Pour sa deuxième création en tant que metteur en scène associée au Théâtre du Nord, Gloria Paris poursuit l’exploration des répertoires comiques européens. Elle a cette fois choisi Labiche et sa caricature du bourgeois originel et triomphant, celui du XIXe siècle, pour s’interroger aussi sur ce qu’il en reste dans certaines « valeurs » et certains comportements d’aujourd’hui.
« Je me suis adonné presque exclusivement à l’étude du bourgeois, du philistin. Cet animal offre des ressources sans nombre à qui sait le voir, il est inépuisable. C’est une perle de bêtise qu’on peut monter de toutes les façons ». Ainsi s’exprime encore malicieusement Eugène Labiche en 1880, dans une lettre à un ami, au terme d’une carrière de plus de quarante ans dont il reconnaît lui-même avec lucidité le leitmotiv et le fil rouge.
La Grammaire et 29° à l’ombre, les deux courtes pièces en un acte choisies par Gloria Paris, n’échappent pas à la règle. S’y agite une petite population de rentiers, anciens commerçants ou artisans enrichis, rangés des affaires et reconvertis boursicoteurs, infatués de leur petite personne, égoïstes, arrogants, sûrs d’eux-mêmes et jaloux de leurs biens comme de leurs femmes, obéissant à leurs plus vils réflexes sécuritaires, et phobiques de tout ce qui vient de l’extérieur ou de l’étranger ; or pour eux, bien sûr, l’inconnu commence au bourg voisin, voire à la clôture mitoyenne.
À cette arrogance et à ces obsessions, Labiche ajoute ici un complément singulier : le handicap et le complexe, voire la culpabilité de l’ignorance. La conscience de leurs lacunes et la honte qu’ils en conçoivent, l’effort qu’ils font pour les dissimuler ou l’émerveillement naïf pour des savoirs autodidactes mal assimilés, sont autant de variations qui relient ces bourgeois labichiens au Monsieur Jourdain de Molière comme aux Bouvard et Pécuchet de Flaubert, leurs contemporains.
Gloria Paris retrouve dans ces personnages une tradition comique qui lui est chère.
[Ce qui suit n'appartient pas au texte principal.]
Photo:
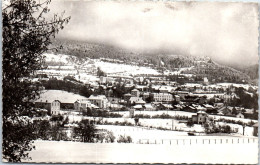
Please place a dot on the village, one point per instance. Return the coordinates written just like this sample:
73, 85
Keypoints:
148, 101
Il y a en eux la mémoire de certains archétypes de la commedia – un peu de Pantalon et du Docteur, un peu de Matamore ou de Scaramouche – une mémoire qui passe par Molière, Marivaux, Goldoni, Beaumarchais... Mais il y a aussi l’observation directe, satirique et critique, d’une société moderne en devenir, où le règne de l’économie spéculative et du fric dispenserait presque de la connaissance et des valeurs humanistes de l’intelligence et du savoir.
À partir de là, toute ressemblance avec le monde dans lequel aujourd’hui nous vivons serait, bien entendu, purement fortuite.